An Ice cream manufacturer, Superlick Ltd, need to link their daily ice cream production to daily temperatures because they have found in the past that as the daily ambient temperatures rise, so does the sales of their ice cream! After monitoring sales for some time, they finally produced the following summary.
It is important to recognise that these two variables have different characteristics. 'Temperature' is an independent (often described as 'error free') variable because we cannot modify or alter the ambient air temperature on a summer's day! Thus it must be placed on the 'X' axis. 'Sales' is the dependent variable and must be placed on the 'Y' axis.
Ambient
Temperature (deg C) | Daily
sales £ '000 |
<
4 | 0 |
6 |
0.6 |
8 |
0.8 |
10 |
1.3 |
12 |
1.9 |
14 |
4 |
16 |
4.2 |
18 |
3.9 |
20 |
5 |
22 |
6.6 |
24 |
7.7 |
26 |
8 |
Q. From looking at the above chart, how would you describe the relationship between the sales of Ice Cream and daily temperatures?

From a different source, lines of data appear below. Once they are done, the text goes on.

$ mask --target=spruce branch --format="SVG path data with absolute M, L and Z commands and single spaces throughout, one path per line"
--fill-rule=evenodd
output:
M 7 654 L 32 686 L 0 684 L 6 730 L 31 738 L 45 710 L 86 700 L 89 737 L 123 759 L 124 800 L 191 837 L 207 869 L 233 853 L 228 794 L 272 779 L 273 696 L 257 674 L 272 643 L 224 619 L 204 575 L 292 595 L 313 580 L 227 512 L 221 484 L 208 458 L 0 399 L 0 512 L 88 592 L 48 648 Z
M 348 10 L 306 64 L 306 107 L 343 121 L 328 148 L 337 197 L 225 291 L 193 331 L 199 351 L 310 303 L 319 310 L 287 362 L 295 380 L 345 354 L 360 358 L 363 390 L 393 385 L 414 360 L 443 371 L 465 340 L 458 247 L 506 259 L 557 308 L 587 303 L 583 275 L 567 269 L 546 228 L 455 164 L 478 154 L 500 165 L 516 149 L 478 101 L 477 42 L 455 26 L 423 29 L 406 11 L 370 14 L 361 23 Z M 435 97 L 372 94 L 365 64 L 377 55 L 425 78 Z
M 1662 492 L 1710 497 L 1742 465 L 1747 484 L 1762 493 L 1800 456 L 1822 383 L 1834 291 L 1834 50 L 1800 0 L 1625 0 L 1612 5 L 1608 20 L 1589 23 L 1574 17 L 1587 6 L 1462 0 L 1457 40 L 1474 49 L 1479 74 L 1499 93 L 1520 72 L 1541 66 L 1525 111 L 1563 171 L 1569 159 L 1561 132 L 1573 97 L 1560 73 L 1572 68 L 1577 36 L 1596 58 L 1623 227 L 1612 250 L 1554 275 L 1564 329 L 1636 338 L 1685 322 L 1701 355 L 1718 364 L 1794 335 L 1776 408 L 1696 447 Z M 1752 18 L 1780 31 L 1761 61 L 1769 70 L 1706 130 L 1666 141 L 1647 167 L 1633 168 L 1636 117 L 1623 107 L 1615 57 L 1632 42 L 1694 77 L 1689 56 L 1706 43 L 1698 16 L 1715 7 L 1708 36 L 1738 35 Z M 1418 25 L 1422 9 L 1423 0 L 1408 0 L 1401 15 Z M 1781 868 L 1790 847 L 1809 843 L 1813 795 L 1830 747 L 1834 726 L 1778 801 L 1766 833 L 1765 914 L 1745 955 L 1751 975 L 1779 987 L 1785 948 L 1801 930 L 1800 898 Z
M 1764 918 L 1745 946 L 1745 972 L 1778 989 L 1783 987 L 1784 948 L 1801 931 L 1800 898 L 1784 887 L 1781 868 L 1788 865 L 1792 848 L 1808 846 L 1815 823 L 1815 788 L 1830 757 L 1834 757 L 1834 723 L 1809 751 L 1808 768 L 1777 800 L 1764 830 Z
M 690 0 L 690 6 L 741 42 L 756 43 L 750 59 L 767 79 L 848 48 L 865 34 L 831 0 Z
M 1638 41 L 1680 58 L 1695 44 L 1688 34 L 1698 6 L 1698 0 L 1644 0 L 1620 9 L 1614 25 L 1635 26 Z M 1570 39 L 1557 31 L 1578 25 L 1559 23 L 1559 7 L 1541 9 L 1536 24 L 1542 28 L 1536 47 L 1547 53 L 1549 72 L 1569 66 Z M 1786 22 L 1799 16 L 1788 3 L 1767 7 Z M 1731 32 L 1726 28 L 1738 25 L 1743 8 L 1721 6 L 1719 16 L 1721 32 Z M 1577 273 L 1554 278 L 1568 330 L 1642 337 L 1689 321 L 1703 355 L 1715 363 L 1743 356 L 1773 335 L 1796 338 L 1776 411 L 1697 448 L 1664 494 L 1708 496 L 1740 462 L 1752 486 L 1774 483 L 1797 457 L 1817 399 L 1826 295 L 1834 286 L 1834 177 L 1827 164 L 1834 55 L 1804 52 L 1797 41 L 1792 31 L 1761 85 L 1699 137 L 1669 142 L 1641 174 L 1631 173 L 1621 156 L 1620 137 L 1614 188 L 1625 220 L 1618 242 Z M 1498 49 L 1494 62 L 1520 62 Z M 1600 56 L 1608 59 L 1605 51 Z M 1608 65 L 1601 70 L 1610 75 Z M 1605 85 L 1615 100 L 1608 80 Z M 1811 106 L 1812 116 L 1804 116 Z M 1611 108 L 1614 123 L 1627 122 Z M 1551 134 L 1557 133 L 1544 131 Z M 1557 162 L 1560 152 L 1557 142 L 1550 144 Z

Q. You are the Sales Manager for Superlick Ltd, how will you use this new data?
Q. Do you consider that this constitutes a relationship between the two variables? If so, why?
Q. Would it be acceptable to use this as a calibration chart?
Q. If one variable changes, what happens to the other? (Think carefully!) x>>>y? , y>>>x?
Note that we are not attempting to 'join up the dots' at this stage.... but this will come later.
Here is a second example where we have plotted the typical price for a 3-bedroomed house against the distance from the local (highly rated) Junior school.
Q. Do you consider that the above chart is sufficient to state that there is or is not a relationship between the two variables? Describe what you can deduce from this chart.
Q. How do we know that there are not many other factors (called co-factors or confounding factors) that are influencing the house prices?
(See also: Correlation in Focus 7 and Regression in Focus 8)
Last year, Floids Bank plc launched their new on-line banking service with a heavy promotional campaign co-ordinated by their sales and marketing team. Here are the results (measured as 'web-hits') for the first 9 months.....
Web 'Hits' |
Promotional expenditure
(£) | |
April |
60,000 | 40,000 |
May |
33,000 | 30,000 |
June |
37,000 | 30,000 |
July |
36,000 | 25,000 |
August |
39,000 | 25,000 |
September |
42,500 | 35,000 |
October |
48,500 |
35,000 |
November |
37,000 | 27,000 |
December |
47,000 | 20,000 |
Task: Plot the above data and make your deductions in the form of a short report to the Board of Floids Bank plc. Note that in this instance you should treat '£ promo' as the independent variable.